Shortages of behavioral health providers and difficulties in navigating insurance networks can make it hard for Oklahomans to access the mental health and substance use care they need.
An important part of the solution to these issues is integrating behavioral health services into primary care settings, which not only expands treatment capacity in the mental health workforce but also provides an entry point for people who might otherwise struggle to access care.
Integrated care is an umbrella term encompassing several models that combine physical health care with mental health and substance use care. These models aim to improve overall, whole-person health outcomes through coordinated, cohesive care carried out by a multidisciplinary team.
Through universal screenings for mental health conditions in primary care, integrated care can lead to earlier identification of, and intervention for, mental health and substance use conditions. This can prevent conditions from worsening and help patients avoid more costly care later, like an emergency room visit or hospital admission.
It is also a powerful way to decrease stigma around mental illness and substance use — when patients are screened for these conditions in the same way they would have their blood pressure checked at a doctor’s visit, it reinforces the idea that mental health is health. Many people with mental health and substance use conditions are more likely to visit a primary care provider within a given year than they are to seek out specialty mental health care on their own, making primary care an important entry point for behavioral health care.
When mental and physical health care is integrated in primary care settings, treatments for both can inform and complement each other, and patients benefit from improved coordination between different types and levels of care.
While Oklahoma has shortages of behavioral health providers across nearly every license type, the state has a robust workforce of primary care providers. Through integrated care practices, Oklahoma can better leverage its primary care providers while expanding the reach of its behavioral health providers.
Many models exist for integrating behavioral health services into primary care.
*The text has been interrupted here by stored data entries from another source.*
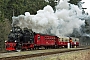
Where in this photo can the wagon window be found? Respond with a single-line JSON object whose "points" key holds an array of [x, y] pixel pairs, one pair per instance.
{"points": [[66, 39]]}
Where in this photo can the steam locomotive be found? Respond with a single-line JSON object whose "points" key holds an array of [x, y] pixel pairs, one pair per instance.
{"points": [[25, 39]]}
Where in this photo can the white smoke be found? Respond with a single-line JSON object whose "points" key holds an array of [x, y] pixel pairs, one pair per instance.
{"points": [[60, 22]]}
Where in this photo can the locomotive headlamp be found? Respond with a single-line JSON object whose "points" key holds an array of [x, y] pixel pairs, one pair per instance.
{"points": [[15, 41], [10, 30]]}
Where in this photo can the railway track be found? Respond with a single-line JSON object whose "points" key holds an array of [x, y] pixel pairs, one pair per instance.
{"points": [[40, 54]]}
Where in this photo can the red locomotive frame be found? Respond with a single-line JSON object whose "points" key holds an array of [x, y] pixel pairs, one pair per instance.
{"points": [[42, 40]]}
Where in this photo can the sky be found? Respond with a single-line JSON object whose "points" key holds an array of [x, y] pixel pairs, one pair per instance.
{"points": [[87, 5]]}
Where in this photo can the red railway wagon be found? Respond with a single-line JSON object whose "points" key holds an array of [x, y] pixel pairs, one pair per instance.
{"points": [[63, 41], [44, 40], [10, 46]]}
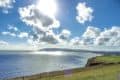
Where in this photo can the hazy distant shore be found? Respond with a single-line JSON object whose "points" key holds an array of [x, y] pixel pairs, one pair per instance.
{"points": [[93, 64]]}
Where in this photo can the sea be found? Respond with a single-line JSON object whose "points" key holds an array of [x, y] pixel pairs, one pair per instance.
{"points": [[17, 64]]}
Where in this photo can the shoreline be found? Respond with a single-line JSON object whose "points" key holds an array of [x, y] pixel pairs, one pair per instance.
{"points": [[65, 72], [92, 64]]}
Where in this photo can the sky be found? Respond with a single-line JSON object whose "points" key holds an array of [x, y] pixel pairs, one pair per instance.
{"points": [[39, 23]]}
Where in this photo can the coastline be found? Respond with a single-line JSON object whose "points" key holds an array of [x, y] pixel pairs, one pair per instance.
{"points": [[65, 72], [93, 68]]}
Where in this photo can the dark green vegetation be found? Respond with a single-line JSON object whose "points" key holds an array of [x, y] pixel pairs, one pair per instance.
{"points": [[99, 68]]}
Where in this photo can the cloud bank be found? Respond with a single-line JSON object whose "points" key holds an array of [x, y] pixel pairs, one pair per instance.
{"points": [[6, 4], [84, 13]]}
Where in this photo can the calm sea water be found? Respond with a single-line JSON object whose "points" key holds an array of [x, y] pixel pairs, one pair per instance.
{"points": [[15, 64]]}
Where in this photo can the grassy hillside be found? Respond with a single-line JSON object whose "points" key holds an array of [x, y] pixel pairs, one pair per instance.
{"points": [[106, 71]]}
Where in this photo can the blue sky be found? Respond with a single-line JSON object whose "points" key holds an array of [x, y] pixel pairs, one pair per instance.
{"points": [[105, 15]]}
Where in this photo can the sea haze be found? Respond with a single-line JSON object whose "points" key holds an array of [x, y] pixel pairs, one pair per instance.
{"points": [[16, 64]]}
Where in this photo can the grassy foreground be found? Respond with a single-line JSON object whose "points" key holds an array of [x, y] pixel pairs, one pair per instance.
{"points": [[109, 69]]}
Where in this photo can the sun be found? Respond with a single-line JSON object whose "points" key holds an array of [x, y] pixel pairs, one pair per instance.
{"points": [[47, 7]]}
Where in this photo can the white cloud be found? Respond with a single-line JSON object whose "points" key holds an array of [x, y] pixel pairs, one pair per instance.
{"points": [[43, 24], [11, 27], [9, 34], [23, 35], [6, 4], [33, 17], [91, 32], [65, 34], [84, 13], [109, 37], [95, 36], [3, 43]]}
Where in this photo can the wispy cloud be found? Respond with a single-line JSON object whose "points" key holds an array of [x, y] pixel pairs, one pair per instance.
{"points": [[6, 4], [3, 43]]}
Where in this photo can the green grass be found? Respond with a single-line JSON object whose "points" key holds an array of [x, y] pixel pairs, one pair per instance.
{"points": [[100, 72]]}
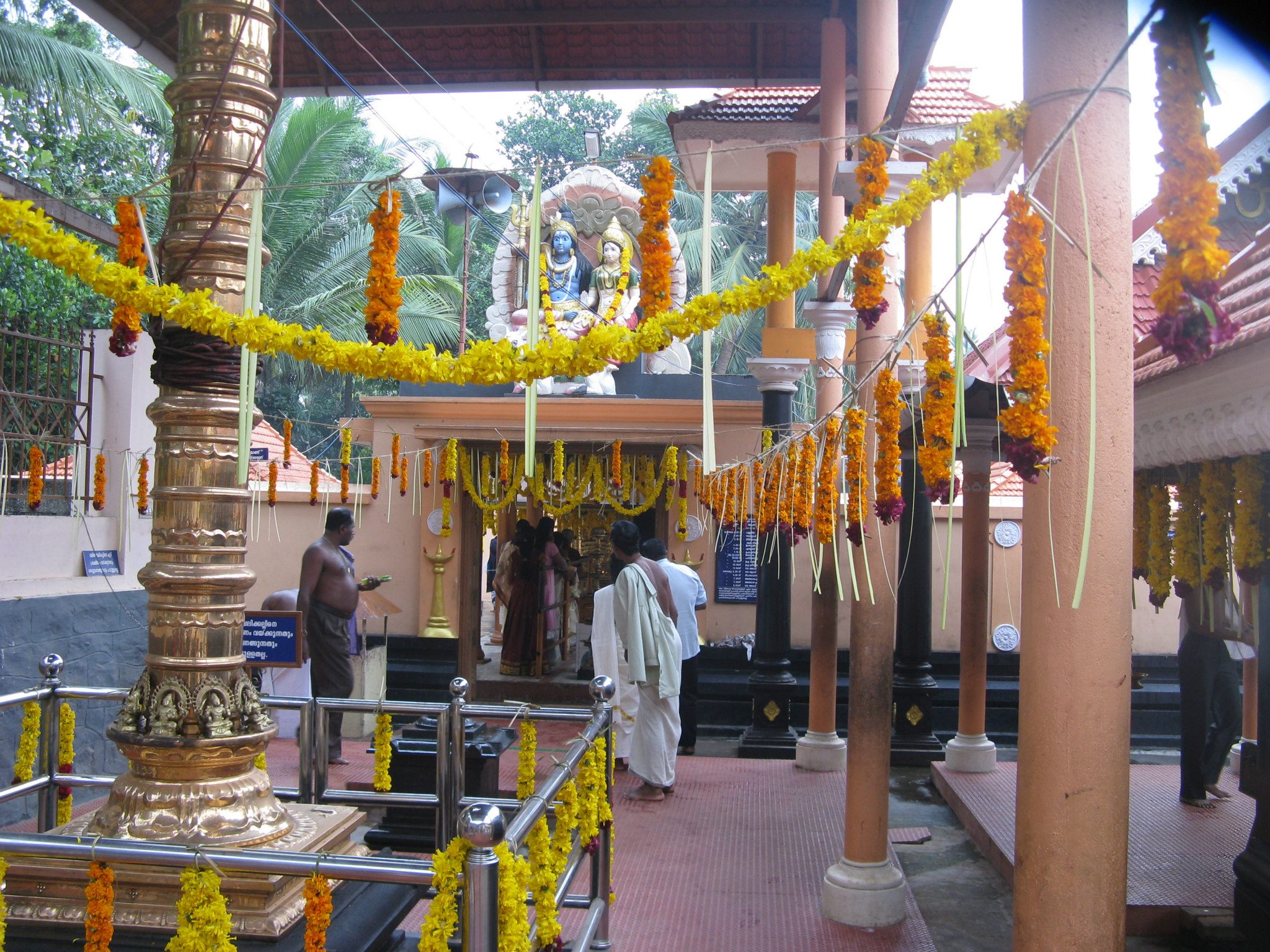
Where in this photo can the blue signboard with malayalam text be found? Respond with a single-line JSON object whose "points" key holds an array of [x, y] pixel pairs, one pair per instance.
{"points": [[272, 639]]}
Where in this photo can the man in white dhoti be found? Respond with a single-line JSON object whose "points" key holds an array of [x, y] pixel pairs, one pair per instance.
{"points": [[644, 619], [610, 662]]}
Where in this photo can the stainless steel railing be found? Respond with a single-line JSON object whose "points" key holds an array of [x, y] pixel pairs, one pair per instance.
{"points": [[482, 822]]}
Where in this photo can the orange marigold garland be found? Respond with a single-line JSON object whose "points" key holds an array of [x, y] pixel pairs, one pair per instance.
{"points": [[318, 909], [383, 284], [99, 483], [889, 500], [35, 478], [99, 913], [144, 485], [654, 243], [939, 404], [1028, 438], [873, 179], [126, 322], [1191, 320], [856, 477]]}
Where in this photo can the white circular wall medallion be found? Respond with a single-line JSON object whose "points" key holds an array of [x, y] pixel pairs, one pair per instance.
{"points": [[1008, 534], [1005, 638], [435, 522]]}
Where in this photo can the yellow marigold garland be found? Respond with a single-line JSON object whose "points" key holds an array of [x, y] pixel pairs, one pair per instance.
{"points": [[35, 478], [99, 912], [873, 180], [1250, 550], [939, 405], [24, 760], [1217, 498], [383, 284], [1160, 559], [99, 483], [65, 760], [889, 500], [383, 751], [1028, 438], [1192, 320], [1188, 546], [318, 909], [654, 242], [856, 477], [126, 323], [502, 362], [202, 919]]}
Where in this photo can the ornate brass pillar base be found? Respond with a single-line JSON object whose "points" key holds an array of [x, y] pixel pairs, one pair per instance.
{"points": [[50, 892]]}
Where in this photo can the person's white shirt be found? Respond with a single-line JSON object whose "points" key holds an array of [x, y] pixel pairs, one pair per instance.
{"points": [[689, 594]]}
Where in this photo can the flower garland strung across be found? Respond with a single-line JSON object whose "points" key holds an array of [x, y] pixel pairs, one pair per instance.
{"points": [[889, 500], [125, 322], [1192, 322], [504, 362], [1029, 439], [939, 407], [1250, 550], [873, 179], [1215, 499], [65, 760], [144, 487], [99, 483], [1158, 565], [35, 478], [99, 908], [1188, 547], [202, 919], [383, 284]]}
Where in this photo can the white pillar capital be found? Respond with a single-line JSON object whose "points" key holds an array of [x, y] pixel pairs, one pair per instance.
{"points": [[781, 374]]}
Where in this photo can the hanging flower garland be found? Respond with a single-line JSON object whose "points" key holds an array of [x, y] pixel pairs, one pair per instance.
{"points": [[1217, 499], [873, 179], [383, 751], [99, 483], [827, 484], [35, 478], [1250, 550], [889, 499], [856, 477], [1192, 322], [24, 760], [99, 912], [125, 322], [144, 487], [202, 919], [939, 407], [65, 760], [383, 284], [1029, 439], [1158, 565], [654, 243], [1188, 546]]}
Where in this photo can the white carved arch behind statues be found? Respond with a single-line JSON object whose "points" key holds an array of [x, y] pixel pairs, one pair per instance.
{"points": [[595, 195]]}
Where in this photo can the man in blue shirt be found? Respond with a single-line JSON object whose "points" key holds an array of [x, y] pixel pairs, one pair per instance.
{"points": [[690, 597]]}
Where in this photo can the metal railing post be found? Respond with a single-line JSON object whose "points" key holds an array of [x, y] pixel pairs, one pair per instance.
{"points": [[602, 691], [50, 667], [482, 826]]}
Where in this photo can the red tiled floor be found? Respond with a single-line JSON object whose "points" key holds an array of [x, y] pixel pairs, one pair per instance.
{"points": [[1178, 856]]}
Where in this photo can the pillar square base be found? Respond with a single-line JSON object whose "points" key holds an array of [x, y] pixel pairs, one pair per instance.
{"points": [[970, 754], [825, 753], [866, 895]]}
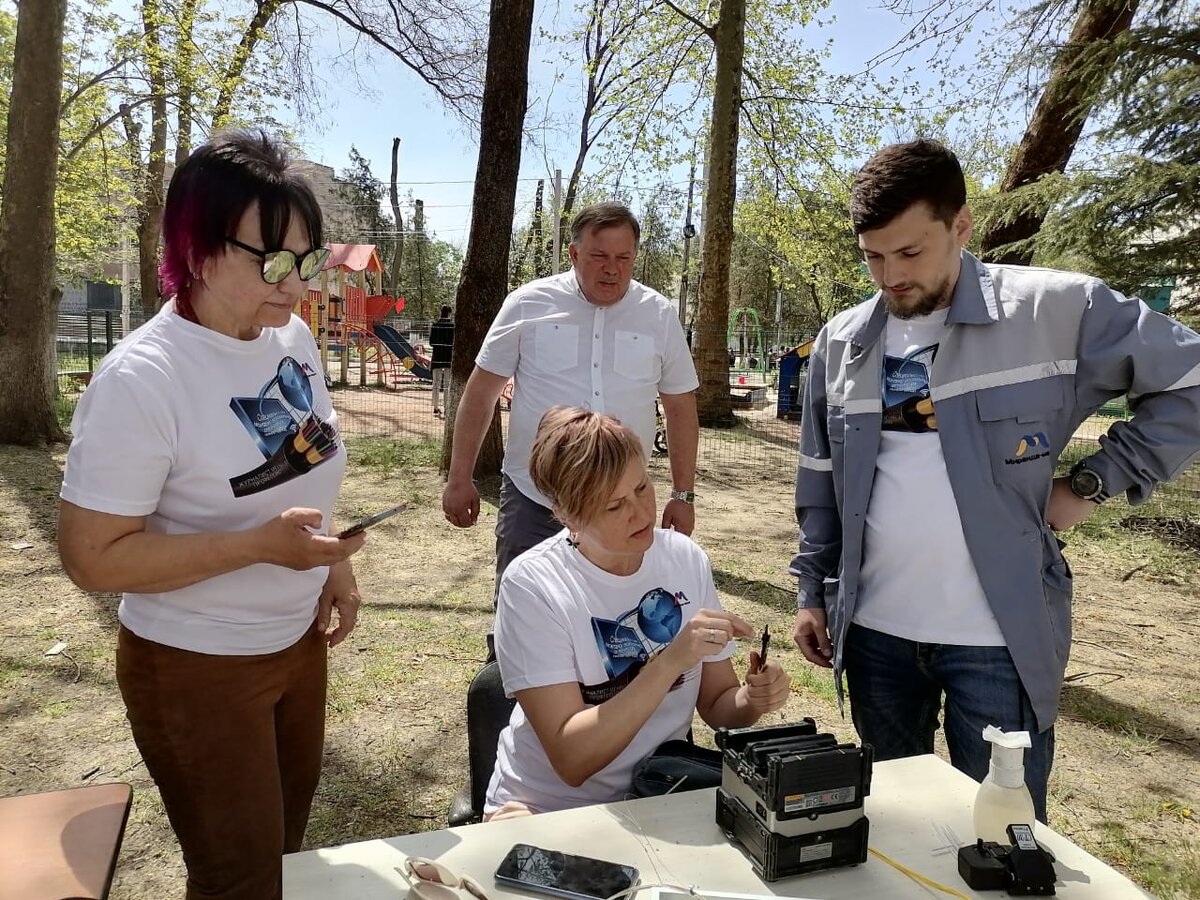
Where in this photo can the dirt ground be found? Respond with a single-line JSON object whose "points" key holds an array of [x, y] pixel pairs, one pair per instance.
{"points": [[1126, 784]]}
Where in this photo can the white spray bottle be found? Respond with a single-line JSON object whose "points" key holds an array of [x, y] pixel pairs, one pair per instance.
{"points": [[1003, 799]]}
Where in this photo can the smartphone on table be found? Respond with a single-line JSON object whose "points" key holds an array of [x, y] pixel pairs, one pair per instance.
{"points": [[376, 519], [564, 875]]}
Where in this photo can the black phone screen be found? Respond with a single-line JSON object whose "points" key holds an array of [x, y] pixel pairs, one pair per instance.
{"points": [[564, 875]]}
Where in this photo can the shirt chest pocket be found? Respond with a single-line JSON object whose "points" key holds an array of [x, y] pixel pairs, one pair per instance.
{"points": [[556, 346], [634, 357], [1020, 424]]}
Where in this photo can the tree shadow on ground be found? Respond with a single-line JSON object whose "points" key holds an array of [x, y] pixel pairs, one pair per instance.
{"points": [[1089, 706], [759, 592]]}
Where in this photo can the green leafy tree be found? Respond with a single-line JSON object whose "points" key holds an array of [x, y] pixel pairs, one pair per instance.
{"points": [[1129, 210]]}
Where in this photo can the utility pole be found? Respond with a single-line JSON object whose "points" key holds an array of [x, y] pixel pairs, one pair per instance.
{"points": [[126, 249], [419, 216], [558, 229], [689, 232]]}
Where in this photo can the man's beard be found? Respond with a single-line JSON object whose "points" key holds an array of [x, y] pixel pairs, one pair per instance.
{"points": [[919, 303]]}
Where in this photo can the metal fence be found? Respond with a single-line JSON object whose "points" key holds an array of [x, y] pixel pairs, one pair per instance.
{"points": [[383, 397]]}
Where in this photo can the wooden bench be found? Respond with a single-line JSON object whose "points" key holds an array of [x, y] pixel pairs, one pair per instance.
{"points": [[61, 844]]}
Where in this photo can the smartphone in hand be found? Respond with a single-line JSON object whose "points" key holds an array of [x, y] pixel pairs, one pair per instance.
{"points": [[372, 520], [564, 875]]}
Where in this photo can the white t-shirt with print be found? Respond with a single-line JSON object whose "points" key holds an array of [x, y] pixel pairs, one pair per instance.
{"points": [[202, 432], [563, 619], [563, 351], [918, 580]]}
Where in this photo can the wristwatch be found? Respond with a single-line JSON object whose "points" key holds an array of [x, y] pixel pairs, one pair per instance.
{"points": [[1086, 484]]}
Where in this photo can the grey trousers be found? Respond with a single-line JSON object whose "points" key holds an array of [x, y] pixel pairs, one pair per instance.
{"points": [[520, 525]]}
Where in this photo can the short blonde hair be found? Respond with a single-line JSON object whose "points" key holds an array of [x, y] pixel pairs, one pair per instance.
{"points": [[579, 459]]}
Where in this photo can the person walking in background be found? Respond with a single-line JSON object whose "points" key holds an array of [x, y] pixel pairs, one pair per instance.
{"points": [[442, 343], [201, 483], [592, 337], [934, 417]]}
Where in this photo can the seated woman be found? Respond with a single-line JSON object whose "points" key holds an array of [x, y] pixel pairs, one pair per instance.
{"points": [[610, 634]]}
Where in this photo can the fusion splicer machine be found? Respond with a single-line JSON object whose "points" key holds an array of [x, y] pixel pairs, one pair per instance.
{"points": [[792, 799]]}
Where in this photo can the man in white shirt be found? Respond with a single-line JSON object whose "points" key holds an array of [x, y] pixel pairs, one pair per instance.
{"points": [[591, 337]]}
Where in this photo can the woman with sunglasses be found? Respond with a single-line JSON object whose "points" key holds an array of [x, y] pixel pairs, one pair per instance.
{"points": [[610, 634], [201, 483]]}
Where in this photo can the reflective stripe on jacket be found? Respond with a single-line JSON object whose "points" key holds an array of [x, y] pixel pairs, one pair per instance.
{"points": [[1029, 355]]}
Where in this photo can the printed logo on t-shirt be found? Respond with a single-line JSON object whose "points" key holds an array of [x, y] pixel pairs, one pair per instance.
{"points": [[285, 427], [906, 403], [633, 639]]}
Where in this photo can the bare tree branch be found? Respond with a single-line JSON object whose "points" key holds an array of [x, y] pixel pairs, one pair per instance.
{"points": [[707, 29]]}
In this section, we highlight three integrated care models and some of their key features:
The Collaborative Care Model is an evidence-based model for integrating mental health and substance use services in primary care settings.
Under the model, patients receive care from a primary care team and mental health professionals, including a behavioral health care manager and a consulting psychiatrist. By serving as “consultants” to primary care providers, psychiatrists who work in the Collaborative Care Model can serve a far greater number of patients than they could in traditional one-on-one psychiatry visits.
In a previous Healthy Minds analysis, we estimated that a psychiatrist who works in the Collaborative Care Model can serve approximately 226,800 patients over their lifetime — about 13 times more than a psychiatrist not practicing in the Collaborative Care Model, which we estimate can serve about 17,500 patients in their lifetime.

Like other integrated care models, practices that work in Collaborative Care address mental health and substance use on a population level, in part by regularly screening every patient. Studies have shown that Collaborative Care leads to better mental and physical health outcomes. In a large analysis of 79 randomized controlled trials of Collaborative Care, researchers found that patients being treated in the model for depression or anxiety showed better short-term and long-term outcomes compared to those treated otherwise.
It has also been shown to be cost-effective: another study found that people receiving Collaborative Care are 54% less likely to go to the emergency room and 49% less likely to require inpatient psychiatric care.
Core principles of Collaborative Care include:
Under the Primary Care Behavioral Health (PCBH) Model, behavioral health consultants are embedded in the primary care setting. These consultants are trained mental health providers — they could be clinical psychologists, social workers, or licensed professional counselors, for example.
The behavioral health consultant works with the primary care provider on all aspects of a patient’s behavioral health care, including same-day warm handoffs when a patient has behavioral health needs. The consultants are generalists, working with patients of all ages to address mental illness, substance use disorders, chronic disease, preventive care needs, social problems, and medically unexplained symptoms.
Behavioral health consultants conduct short evidence-based screenings, assessments, and interventions with patients in order to see a high volume of patients each day.
The Primary Care Behavioral Health model is well-suited for addressing patients’ behavioral health needs as they arise. Compared to the Collaborative Care Model, interventions in the PCBH model are often briefer and delivered by a mental health clinician, whereas the Collaborative Care Model centers on longer-term relationships between the patient and their care team to manage chronic mental health issues.
Like in other models, SBIRT involves universal screening of all patients for mental health and substance use concerns and embedding a behavioral health professional into the primary care team.
If a patient screens positive, the primary care provider or the behavioral health professional conducts a brief intervention. If the patient needs more extensive treatment, the primary care team refers the patient to a behavioral health provider or facility with which they have a relationship or agreement to share notes and track the patient’s progress together.